Beware! Water underground isn't safe either: Survey
For those who don't mind consuming water drawn from the hand pumps and bore wells, here is a word of caution.lucknow Updated: Aug 24, 2012 11:36 IST
For those who don't mind consuming water drawn from the hand pumps and bore wells, here is a word of caution.
The underground water is no longer safe. This is the finding of a survey by the centre for science and environment. The survey says all is not well with the ground water in Lucknow. Reason is ill-managed and poorly sewage and waste management system in the city which is making toxic waters seep into the ground water channels .
A number of facts related to water and climate change were discussed at the SN Tripathi Memorial Lectures held at Indian Railway Institute for Transport Management on Thursday.
Nitya Jacob, programme director for water, center for science and environment, at the lecture said, "Sewage treatment continues to be a big problem all over India. Only a small portion of it gets treated and the remaining moves into the rivers. The condition in Lucknow too is just the same where Gomti contains high levels of pollutants." Nitrate levels in water samples from Charbagh and River Bank Colony have been diagnosed high that makes water inappropriate for consumption, says the survey. Growing nitrate, fluoride and arsenic levels in groundwater are among the biggest threats here, believe experts.
The study further reveals that almost 90% of Lucknow's untreated wastewater is dumped into the Gomti which is the main source of drinking water. Also, the insufficient water treatment plants that work over capacity, increase the risk further.
A ground water quality survey conducted by the Central Pollution Control Board in 2002 indicated high bacteriological concentrations in the groundwater.
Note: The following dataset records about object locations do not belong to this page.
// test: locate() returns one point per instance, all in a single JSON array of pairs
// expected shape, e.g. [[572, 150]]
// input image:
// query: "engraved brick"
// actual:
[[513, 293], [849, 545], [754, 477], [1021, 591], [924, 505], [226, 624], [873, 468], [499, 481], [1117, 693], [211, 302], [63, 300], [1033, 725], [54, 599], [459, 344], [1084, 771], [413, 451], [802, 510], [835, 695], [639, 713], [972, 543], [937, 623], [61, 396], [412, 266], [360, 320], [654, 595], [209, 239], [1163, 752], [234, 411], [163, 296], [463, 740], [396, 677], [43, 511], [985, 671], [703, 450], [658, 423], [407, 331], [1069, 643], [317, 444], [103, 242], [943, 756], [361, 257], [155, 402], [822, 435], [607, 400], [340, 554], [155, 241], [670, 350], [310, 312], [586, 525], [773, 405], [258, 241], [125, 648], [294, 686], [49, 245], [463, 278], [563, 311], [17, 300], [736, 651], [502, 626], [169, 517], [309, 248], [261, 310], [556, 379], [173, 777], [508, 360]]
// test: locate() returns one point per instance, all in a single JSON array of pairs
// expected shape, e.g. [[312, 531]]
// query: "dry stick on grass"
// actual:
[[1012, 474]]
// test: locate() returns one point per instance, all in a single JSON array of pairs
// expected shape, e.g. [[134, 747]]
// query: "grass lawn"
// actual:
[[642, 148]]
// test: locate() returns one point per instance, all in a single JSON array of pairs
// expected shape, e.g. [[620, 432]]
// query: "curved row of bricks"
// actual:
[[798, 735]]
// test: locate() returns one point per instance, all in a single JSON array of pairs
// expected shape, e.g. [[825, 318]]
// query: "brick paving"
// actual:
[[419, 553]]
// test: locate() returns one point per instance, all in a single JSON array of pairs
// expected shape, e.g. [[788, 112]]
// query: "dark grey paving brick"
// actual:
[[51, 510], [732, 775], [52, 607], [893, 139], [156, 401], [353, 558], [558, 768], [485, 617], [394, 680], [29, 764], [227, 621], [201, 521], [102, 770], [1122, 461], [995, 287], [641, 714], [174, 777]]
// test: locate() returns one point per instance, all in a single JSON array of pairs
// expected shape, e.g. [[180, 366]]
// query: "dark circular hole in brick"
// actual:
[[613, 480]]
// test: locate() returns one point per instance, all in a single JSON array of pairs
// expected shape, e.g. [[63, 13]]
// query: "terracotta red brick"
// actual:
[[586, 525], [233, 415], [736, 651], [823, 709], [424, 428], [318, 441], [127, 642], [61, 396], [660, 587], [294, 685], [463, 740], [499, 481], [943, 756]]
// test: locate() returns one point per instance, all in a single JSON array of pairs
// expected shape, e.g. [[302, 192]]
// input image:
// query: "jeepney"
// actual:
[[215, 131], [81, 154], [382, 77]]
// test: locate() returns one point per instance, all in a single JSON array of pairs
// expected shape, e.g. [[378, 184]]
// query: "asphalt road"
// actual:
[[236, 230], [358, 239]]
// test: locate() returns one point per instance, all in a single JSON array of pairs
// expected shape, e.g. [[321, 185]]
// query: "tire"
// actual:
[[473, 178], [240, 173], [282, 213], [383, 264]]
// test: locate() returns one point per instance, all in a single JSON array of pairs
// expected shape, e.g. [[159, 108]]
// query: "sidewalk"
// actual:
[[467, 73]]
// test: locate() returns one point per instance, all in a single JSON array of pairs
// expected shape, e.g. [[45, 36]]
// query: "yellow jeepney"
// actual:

"A major problem in UP is also of pesticides and fertilizers that add to the pollution levels. With agriculture being a prominent occupation, the problem is quite high here," said Jacob. Lucknow has experienced a steep downfall in the ground water levels. As per the Central Ground Water Board, the ground water levels in Lucknow have fallen by 9 metres in 14 years.
Talking about the water crisis, Syam R Asolekar, professor, centre for environment sciences and engineering IIT Mumbai said, " Individual efforts along with those of the government can help get rid of water woes. Water crisis is not the crisis of quantity and quality, it is that if accessibility which is a major issue today all over.